Toplam sosyal sorumluluk modeli

Sosyal sorumluluk kavramı sakız gibi ağızlarda çiğnenirken, buna karşı çıkanlar da oldu. Örneğin, ünlü “Chicago Okulu” kurucularından Nobel ödüllü ekonomist Milton Friedman, “Şirketlerin birinci sorumluluğu para kazanmaktır” deyip “sosyal sorumluluk”   kavramını önemsemedi. 

Zaman içinde sosyal sorumluluk kavramı genişletildi.

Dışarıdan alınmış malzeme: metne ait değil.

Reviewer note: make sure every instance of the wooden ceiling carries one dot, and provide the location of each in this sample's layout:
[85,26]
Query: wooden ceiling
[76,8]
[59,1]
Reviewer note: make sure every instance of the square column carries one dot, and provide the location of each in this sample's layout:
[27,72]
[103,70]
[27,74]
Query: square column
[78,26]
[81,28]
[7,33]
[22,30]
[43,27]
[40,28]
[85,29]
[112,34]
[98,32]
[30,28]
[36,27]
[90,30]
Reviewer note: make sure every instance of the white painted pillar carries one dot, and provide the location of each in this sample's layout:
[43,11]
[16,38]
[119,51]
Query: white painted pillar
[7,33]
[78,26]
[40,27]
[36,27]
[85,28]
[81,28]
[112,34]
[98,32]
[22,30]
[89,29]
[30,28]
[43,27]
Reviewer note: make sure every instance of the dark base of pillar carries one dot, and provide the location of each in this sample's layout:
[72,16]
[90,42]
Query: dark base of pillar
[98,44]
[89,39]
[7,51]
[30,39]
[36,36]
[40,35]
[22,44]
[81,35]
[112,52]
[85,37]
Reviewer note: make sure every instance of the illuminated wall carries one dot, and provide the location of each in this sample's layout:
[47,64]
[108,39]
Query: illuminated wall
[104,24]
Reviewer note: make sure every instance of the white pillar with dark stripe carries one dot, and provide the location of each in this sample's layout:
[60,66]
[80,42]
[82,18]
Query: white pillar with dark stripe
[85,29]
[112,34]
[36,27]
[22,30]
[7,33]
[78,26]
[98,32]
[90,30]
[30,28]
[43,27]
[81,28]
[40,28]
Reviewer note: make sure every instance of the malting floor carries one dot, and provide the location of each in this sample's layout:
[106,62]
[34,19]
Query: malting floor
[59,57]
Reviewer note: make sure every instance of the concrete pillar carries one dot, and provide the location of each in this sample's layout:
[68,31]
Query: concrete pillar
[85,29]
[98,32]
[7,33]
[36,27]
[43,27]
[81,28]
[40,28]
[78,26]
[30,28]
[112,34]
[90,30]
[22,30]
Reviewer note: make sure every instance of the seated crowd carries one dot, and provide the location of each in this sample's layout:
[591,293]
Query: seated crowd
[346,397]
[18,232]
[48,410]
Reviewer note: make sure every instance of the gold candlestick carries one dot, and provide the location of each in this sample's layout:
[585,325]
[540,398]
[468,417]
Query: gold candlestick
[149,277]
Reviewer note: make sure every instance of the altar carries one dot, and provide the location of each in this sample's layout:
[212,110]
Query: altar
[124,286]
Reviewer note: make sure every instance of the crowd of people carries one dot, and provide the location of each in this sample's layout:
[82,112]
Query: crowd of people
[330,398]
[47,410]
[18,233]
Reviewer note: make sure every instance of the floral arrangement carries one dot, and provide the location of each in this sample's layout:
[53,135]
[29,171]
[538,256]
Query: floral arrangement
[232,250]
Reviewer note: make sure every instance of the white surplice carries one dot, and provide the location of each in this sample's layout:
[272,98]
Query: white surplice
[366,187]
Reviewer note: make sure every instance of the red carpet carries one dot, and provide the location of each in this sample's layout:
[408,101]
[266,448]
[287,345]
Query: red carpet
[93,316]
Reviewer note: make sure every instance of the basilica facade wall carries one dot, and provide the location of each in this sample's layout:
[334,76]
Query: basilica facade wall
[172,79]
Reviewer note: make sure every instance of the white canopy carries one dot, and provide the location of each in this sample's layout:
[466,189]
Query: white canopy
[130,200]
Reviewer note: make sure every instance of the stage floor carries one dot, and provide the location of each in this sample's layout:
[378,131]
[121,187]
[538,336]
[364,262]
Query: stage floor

Bu konudaki en derli toplu bakış “Toplam Sosyal Sorumluluk” modeli ile dile getirildi. Bu modele göre, şirketler için sosyal sorumluluk dört sütun üstüne oturur: ekonomik sorumluluk, yasal sorumluluk, etik sorumluluk ve gönüllü katkılar sorumluluğu.

Ekonomik sorumluluk: Ticari şirketin birinci sorumluluğu, kârlı bir işletme olmaktır. Şirket, ekonominin kıt kaynaklarını verimli bir biçimde kullanmalıdır. Ancak böyle olursa sürdürebilirlik sağlanır. Şirket, çalıştırdığı kişilere sağladığı istihdam imkânı, çalıştığı tedarikçi firmalara iş vererek, katma değer üreterek ekonomiye katkıda bulunur.

Yasal sorumluluk: Şirket, bulunduğu ülkenin yasalarına uymak zorundadır. Yasaların koyduğu sınırlar içinde hareket etmelidir. Örneğin, çalışma hayatını düzenleyen yasalar, çevreyi koruma yasaları, sundukları mal ve hizmetlere ilişkin yasalar, vergi yasaları bu yasal çerçeveyi çizer.

Etik sorumluluk: Şirket, sadece yasalardaki kurallarla sınırlı değildir. Her şey yasalara sığmayabilir. Tüm eylemleri ile doğruluk ve dürüstlükten ayrılmamalı, etik kurallara da uymalıdır.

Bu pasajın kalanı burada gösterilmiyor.